As described above, according to the graphic display system of the present invention, it is possible to use the same two-dimensional graphics display instruction section between different models, and the user program for each model can be used. There is an effect that it becomes unnecessary to rewrite.

[Brief description of drawings]

FIG. 1 is a configuration diagram of an embodiment of a graphic display system of the present invention.

FIG. 2 is a flowchart of a two-dimensional graphics display instructing unit according to an embodiment of the present invention.

FIG. 3 is a flow chart of a three-dimensional graphics display instructing unit on a computer A according to an embodiment of the present invention.

FIG. 4 is a flowchart of a three-dimensional graphics display instructing unit on a computer B according to an embodiment of the present invention.

FIG. 5 is a configuration diagram of an embodiment of a graphic display system according to the related art.

FIG. 6 is a flow chart of a user program on a computer A according to an embodiment of the present invention.

FIG. 7 is a flowchart of a user program on a computer B according to an embodiment of the present invention.

[Explanation of symbols]

110, 111, 160, 161 User program 112, 162 Two-dimensional graphics display instruction section 113, 163 Three-dimensional graphics display instruction section 120, 170 Two-dimensional graphics display function providing section 125, 175 Two-dimensional graphics display function providing Interfaces 130, 180 3D graphics display function providing unit 135, 185 3D graphics display function providing interface 140, 190 Communication unit 910, 960 User program 912, 962 2D graphics display instruction unit 913, 963 3D graphics Display instructing unit 920,970 2D graphics display function providing unit 925,975 2D graphics display function providing interface 930,980 3D graphics display function providing unit 93 5,985 3D graphics display function interface

Claims (2)

[Claims] 1. A two-dimensional graphics display function providing means for providing a common interface between information processing devices of different models; and a three-dimensional graphics display function providing means for providing a different interface for each information processing device model. Two-dimensional graphics display instructing means for instructing the two-dimensional graphics display function providing means to display two-dimensional graphics; and three-dimensional graphics display for the three-dimensional graphics display function providing means. 3D graphics display instructing means for instructing; 2 above
A graphics display system comprising: a three-dimensional graphics display instruction means and a communication means for communicating between the three-dimensional graphics display instruction means. 2. A two-dimensional graphics display function providing means for providing a common interface between information processing apparatuses of different models, and a three-dimensional graphics display function providing means for providing an interface different for each information processing apparatus model.
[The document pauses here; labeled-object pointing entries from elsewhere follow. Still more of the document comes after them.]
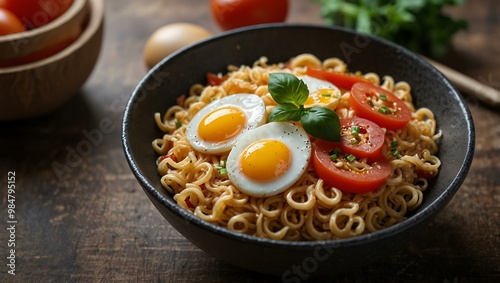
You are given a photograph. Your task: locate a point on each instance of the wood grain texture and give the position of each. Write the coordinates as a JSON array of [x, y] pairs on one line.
[[82, 217]]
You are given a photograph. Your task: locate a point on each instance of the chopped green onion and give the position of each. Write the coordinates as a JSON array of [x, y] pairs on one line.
[[384, 110], [394, 145], [334, 154], [354, 130], [178, 123], [221, 169], [350, 157]]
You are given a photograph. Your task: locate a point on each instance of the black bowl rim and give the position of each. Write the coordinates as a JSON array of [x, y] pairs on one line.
[[433, 208]]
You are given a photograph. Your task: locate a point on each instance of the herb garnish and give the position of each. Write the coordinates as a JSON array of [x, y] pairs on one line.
[[291, 93]]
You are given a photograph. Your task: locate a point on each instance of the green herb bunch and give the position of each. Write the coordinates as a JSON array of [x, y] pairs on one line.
[[291, 93], [419, 25]]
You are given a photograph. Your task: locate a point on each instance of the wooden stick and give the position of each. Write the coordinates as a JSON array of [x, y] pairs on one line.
[[468, 85]]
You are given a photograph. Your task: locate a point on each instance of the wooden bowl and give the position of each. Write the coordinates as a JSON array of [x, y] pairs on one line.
[[37, 88]]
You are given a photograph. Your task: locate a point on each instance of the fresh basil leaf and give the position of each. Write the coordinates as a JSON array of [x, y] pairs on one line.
[[322, 123], [287, 88], [284, 112]]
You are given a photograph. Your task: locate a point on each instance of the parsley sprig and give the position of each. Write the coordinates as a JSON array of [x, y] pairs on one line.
[[422, 26], [291, 93]]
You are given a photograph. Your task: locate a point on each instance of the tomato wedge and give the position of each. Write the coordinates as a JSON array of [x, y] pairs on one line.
[[361, 137], [379, 105], [344, 179], [341, 80]]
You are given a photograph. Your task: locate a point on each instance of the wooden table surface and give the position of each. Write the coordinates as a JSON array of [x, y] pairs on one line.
[[92, 222]]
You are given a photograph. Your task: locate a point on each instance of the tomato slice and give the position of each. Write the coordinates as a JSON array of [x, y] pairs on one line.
[[10, 23], [347, 180], [379, 105], [361, 137], [345, 81]]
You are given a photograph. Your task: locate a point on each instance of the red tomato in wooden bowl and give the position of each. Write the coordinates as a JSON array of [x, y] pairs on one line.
[[10, 23], [230, 14], [36, 13]]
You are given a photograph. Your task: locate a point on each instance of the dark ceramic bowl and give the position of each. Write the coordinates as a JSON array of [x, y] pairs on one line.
[[279, 42]]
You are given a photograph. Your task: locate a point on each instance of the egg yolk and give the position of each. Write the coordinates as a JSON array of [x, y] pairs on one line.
[[222, 124], [265, 160], [320, 97]]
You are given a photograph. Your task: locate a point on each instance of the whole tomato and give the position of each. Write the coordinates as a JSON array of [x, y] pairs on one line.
[[10, 23], [230, 14], [36, 13]]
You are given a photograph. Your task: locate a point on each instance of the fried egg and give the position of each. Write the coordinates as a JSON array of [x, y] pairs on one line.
[[321, 93], [216, 126], [269, 159]]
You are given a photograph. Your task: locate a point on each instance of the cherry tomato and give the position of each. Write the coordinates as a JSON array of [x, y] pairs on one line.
[[361, 137], [10, 23], [36, 13], [347, 180], [230, 14], [341, 80], [379, 105]]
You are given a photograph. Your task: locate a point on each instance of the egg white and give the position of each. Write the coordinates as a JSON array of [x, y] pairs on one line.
[[250, 104], [299, 145]]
A graphics display system having inter-program communication function providing means for providing a function of exchanging messages between programs; instructing the two-dimensional graphics display function providing means to display two-dimensional graphics; A three-dimensional graphics display instruction means, a first communication instruction means for instructing the inter-program communication function providing means to transfer a message to another program, and another via the inter-program communication function providing means. A first communication receiving means for receiving a message from the program. A two-dimensional graphics display program which is a program; three-dimensional graphics display instruction means for instructing the three-dimensional graphics display function providing means to display three-dimensional graphics, and a message to the two-dimensional graphics display program Second communication instructing means for instructing the inter-program communication function providing means to transfer the second program, and second receiving the message from the two-dimensional graphics display program via the inter-program communication function providing means. And a three-dimensional graphics display program, which is a program including the communication receiving means.